Provost’s office builds funding sources

The Strategic Plan won’t be anything but a set of goals if there isn’t any money to put its initiatives into action.

The plan has a financial pool of various funding resources behind it, most public of which is the Provost Fund.

“Historically, the funds have been used for campus-level initiatives and priorities,” Vice Provost M.A. Venkataramanan said.

The Provost Fund has existed since the 1990s. It is base funding that is disbursed to the College of Arts and Sciences and other IU schools as a percentage of IU’s annual budget process.

“For instance, last year the majority of Provost funding went to the College and schools to support career services and online education initiatives,” Venkataramanan said.

The fund is currently worth about $11 million, Executive Vice President and Provost Lauren Robel said in an interview last Monday.

The fund hasn’t been used strategically in the past but on a case-by-case basis, Robel said.

“I want to put those funds squarely behind this plan,” she said.

The Provost Fund will only be a fraction of the money behind this plan, and not all of the objectives will require funding, Venkataramanan said.

“Some objectives and action steps will be accomplished through rethinking or reallocating resources at the campus level,” he said. “The Provost has already asked her vice provosts to begin thinking through implementation steps for the objectives and actions steps for which they are responsible.”

This will lead the Strategic Plan into the next phase of determining resources,
priorities and timeliness, Venkataramanan said.
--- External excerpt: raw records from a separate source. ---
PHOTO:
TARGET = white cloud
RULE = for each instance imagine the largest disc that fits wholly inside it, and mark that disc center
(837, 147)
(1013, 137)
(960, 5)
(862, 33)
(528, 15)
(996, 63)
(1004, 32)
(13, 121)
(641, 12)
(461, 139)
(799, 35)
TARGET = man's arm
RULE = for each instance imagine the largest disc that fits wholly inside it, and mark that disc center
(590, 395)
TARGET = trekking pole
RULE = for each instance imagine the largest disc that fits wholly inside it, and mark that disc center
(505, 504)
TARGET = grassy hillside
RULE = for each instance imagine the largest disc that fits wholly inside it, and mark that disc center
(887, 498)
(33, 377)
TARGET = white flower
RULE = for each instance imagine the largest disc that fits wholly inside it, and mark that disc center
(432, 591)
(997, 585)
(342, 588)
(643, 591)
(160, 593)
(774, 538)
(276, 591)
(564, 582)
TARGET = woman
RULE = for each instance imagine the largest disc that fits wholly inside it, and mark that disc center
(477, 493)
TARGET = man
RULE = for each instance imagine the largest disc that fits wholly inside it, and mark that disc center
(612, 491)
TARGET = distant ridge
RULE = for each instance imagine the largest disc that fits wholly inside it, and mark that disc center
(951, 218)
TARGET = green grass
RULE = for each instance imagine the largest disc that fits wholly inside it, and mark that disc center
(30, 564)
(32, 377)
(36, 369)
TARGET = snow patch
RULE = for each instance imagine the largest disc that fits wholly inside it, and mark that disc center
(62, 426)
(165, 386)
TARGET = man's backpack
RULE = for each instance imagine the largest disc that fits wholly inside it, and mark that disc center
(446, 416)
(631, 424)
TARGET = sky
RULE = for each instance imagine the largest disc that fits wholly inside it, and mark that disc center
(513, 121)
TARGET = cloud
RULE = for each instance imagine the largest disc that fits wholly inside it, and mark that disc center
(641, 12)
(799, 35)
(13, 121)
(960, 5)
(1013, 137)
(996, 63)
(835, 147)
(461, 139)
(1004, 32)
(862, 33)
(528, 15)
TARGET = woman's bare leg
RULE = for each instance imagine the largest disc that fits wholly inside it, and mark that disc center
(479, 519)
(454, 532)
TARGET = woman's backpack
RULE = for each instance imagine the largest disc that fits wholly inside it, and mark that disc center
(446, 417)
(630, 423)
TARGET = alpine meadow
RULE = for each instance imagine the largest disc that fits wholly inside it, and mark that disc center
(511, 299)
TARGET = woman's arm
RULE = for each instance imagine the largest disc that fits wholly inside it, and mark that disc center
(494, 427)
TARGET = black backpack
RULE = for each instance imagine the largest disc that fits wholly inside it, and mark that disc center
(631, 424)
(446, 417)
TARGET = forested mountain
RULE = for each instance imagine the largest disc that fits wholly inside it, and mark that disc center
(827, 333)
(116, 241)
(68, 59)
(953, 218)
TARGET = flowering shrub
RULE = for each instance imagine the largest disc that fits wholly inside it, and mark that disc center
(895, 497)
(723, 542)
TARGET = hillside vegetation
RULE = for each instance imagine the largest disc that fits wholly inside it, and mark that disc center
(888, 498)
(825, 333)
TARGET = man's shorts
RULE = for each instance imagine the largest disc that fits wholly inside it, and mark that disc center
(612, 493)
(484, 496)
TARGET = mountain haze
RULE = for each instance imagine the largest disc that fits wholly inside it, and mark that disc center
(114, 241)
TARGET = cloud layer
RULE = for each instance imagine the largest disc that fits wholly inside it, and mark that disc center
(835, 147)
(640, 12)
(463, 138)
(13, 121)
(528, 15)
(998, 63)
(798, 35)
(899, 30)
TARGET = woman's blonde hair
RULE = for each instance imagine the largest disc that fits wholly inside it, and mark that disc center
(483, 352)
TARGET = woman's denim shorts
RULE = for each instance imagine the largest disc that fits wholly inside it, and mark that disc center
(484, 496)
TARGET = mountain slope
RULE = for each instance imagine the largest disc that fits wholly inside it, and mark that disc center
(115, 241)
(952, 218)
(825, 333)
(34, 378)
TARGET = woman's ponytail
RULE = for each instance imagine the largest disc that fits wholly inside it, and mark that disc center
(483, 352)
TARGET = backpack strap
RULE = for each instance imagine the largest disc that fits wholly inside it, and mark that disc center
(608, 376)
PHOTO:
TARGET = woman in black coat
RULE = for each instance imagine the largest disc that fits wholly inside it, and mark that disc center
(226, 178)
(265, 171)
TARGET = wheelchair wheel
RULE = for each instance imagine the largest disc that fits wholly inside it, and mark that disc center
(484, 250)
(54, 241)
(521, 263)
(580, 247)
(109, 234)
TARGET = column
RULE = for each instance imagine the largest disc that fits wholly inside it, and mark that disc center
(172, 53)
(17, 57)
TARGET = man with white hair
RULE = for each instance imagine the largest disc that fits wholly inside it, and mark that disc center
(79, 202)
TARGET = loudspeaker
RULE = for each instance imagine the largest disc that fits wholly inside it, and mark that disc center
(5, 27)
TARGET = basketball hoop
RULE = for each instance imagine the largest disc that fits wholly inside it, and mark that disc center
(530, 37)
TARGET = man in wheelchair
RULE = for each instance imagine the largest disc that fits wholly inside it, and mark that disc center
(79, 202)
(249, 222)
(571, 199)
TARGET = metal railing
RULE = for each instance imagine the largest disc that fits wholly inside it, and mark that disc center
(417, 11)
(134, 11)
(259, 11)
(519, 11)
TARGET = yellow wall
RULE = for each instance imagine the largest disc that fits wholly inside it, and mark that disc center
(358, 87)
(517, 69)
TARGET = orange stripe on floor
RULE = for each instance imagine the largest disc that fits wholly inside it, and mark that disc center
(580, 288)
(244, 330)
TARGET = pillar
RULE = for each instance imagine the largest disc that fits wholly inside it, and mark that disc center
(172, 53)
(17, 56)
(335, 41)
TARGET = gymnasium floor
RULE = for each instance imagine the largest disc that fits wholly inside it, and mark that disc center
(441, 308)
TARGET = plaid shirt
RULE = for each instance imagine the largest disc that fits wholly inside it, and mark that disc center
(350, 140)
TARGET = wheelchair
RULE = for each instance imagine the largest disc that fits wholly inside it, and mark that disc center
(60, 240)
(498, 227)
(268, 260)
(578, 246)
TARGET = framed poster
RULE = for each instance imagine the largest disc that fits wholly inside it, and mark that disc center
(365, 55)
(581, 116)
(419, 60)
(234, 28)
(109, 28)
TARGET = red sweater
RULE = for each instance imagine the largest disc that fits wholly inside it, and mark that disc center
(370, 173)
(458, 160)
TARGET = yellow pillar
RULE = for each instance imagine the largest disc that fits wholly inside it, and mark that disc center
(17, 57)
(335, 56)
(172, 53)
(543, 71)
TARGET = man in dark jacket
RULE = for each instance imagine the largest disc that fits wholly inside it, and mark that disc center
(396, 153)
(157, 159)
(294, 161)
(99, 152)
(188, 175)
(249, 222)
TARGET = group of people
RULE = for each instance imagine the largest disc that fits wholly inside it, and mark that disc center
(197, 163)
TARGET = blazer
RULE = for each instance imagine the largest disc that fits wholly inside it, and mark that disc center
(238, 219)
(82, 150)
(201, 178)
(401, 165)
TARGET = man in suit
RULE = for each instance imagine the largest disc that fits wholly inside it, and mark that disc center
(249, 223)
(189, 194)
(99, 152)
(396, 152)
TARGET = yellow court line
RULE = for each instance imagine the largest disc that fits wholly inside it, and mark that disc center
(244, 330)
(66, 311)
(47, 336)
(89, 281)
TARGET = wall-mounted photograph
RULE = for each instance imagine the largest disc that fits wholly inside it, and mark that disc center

External grants will be another resource for funding, he said. And it’s one of the plan’s “grand challenges” to attract grants from both government and private entities.

“The Provost believes strongly that there will be outside support for a significant number of the proposed initiatives,” Venkataramanan said.

For larger projects such as funding an Arts and Humanities center, he said, the Provost plans to use existing campus resources and strengths combined with external resources.

There isn’t a budget for the plan yet, Venkataramanan said.

That will begin after the draft has been finalized, which will be soon after the public comment period ends March 19.

“The Provost specifically charged the committees with coming up with visionary ideas,” Venkataramanan said. “She did not want financial considerations or current organizational structures and systems to constrain the vision or the creativity.”